Displaying Panoramas

After you shoot a series of digital images for a panorama, you use panoramic stitching software to stitch the digital images together into a seamless view. Once stitched you can output the panorama in a variety of formats.
  • Printing. You can output the finished panorama as a still image in any of the popular file formats such as JPEG. Panoramas present a problem when printing because of their length. However, many inkjet printers are designed to print long images, some even supporting roll paper. If you want someone else to make the print for you, check out on-line printing services or look for a service bureau or graphics arts center near you.
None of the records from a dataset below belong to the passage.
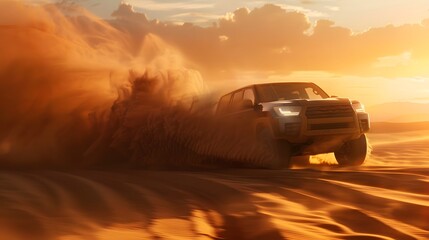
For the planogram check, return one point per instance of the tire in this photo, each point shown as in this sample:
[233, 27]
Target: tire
[276, 153]
[352, 153]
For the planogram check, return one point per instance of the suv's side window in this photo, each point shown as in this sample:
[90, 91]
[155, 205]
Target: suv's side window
[237, 99]
[249, 94]
[223, 104]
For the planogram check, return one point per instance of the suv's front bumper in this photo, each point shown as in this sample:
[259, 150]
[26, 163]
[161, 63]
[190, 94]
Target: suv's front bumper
[330, 132]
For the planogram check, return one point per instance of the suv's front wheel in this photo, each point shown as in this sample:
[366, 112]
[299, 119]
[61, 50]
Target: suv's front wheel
[275, 153]
[352, 153]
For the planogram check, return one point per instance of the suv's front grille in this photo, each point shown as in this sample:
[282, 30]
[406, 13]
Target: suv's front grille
[333, 111]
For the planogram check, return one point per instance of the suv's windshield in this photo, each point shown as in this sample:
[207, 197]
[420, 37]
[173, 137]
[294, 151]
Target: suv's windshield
[288, 91]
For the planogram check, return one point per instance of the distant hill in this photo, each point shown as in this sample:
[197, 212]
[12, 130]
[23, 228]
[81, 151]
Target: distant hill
[399, 112]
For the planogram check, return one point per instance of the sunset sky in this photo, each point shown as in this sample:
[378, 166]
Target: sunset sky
[376, 51]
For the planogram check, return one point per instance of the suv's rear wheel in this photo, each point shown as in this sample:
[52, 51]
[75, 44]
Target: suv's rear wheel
[276, 153]
[352, 153]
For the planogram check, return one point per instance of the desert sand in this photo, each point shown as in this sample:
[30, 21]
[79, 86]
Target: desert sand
[386, 198]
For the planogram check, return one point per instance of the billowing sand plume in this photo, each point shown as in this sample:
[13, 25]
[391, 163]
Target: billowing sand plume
[59, 65]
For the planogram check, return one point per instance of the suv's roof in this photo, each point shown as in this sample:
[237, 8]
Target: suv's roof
[262, 84]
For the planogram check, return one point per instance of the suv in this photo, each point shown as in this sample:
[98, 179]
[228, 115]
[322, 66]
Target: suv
[299, 119]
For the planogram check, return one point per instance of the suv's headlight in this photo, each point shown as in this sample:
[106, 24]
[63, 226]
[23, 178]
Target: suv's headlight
[359, 107]
[287, 111]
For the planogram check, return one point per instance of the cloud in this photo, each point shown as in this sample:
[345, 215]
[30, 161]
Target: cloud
[281, 39]
[167, 6]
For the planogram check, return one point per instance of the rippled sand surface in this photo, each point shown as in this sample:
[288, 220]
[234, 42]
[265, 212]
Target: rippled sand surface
[387, 198]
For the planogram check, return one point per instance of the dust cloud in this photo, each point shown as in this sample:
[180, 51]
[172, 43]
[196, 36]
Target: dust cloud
[77, 91]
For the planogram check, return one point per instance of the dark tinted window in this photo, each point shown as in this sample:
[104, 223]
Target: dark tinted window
[237, 97]
[223, 103]
[249, 94]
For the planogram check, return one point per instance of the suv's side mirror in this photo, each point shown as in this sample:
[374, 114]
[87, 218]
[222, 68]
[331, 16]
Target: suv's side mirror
[246, 104]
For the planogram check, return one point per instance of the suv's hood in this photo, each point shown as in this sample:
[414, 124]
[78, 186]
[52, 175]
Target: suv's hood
[305, 102]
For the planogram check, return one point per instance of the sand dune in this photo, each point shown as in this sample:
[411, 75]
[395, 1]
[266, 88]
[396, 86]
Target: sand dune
[387, 198]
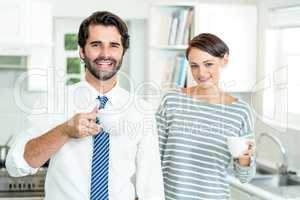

  • Web Display. You can put a panoramic photo on the Web just like any other still image, but you can also do it in such a way that anyone with a browser can pan and zoom it. To make this interactivity possible you have to save it in a format such as QuickTime VR (QTVR) and a viewer must have a browser or plug-in that supports that format. When these requirements are met a visitor can pan to look at the ceiling, down to look at the floor, or spin around the room. They can even click hot spots to move from one room into the next or to play other types of media, such as graphics, text, videos, or sounds. Some applications let you save your panorama in an HTML format so the panorama's page and all other necessary files are generated automatically. You don't need any special HTML or Java programming knowledge, just upload all of the output files to your Web site.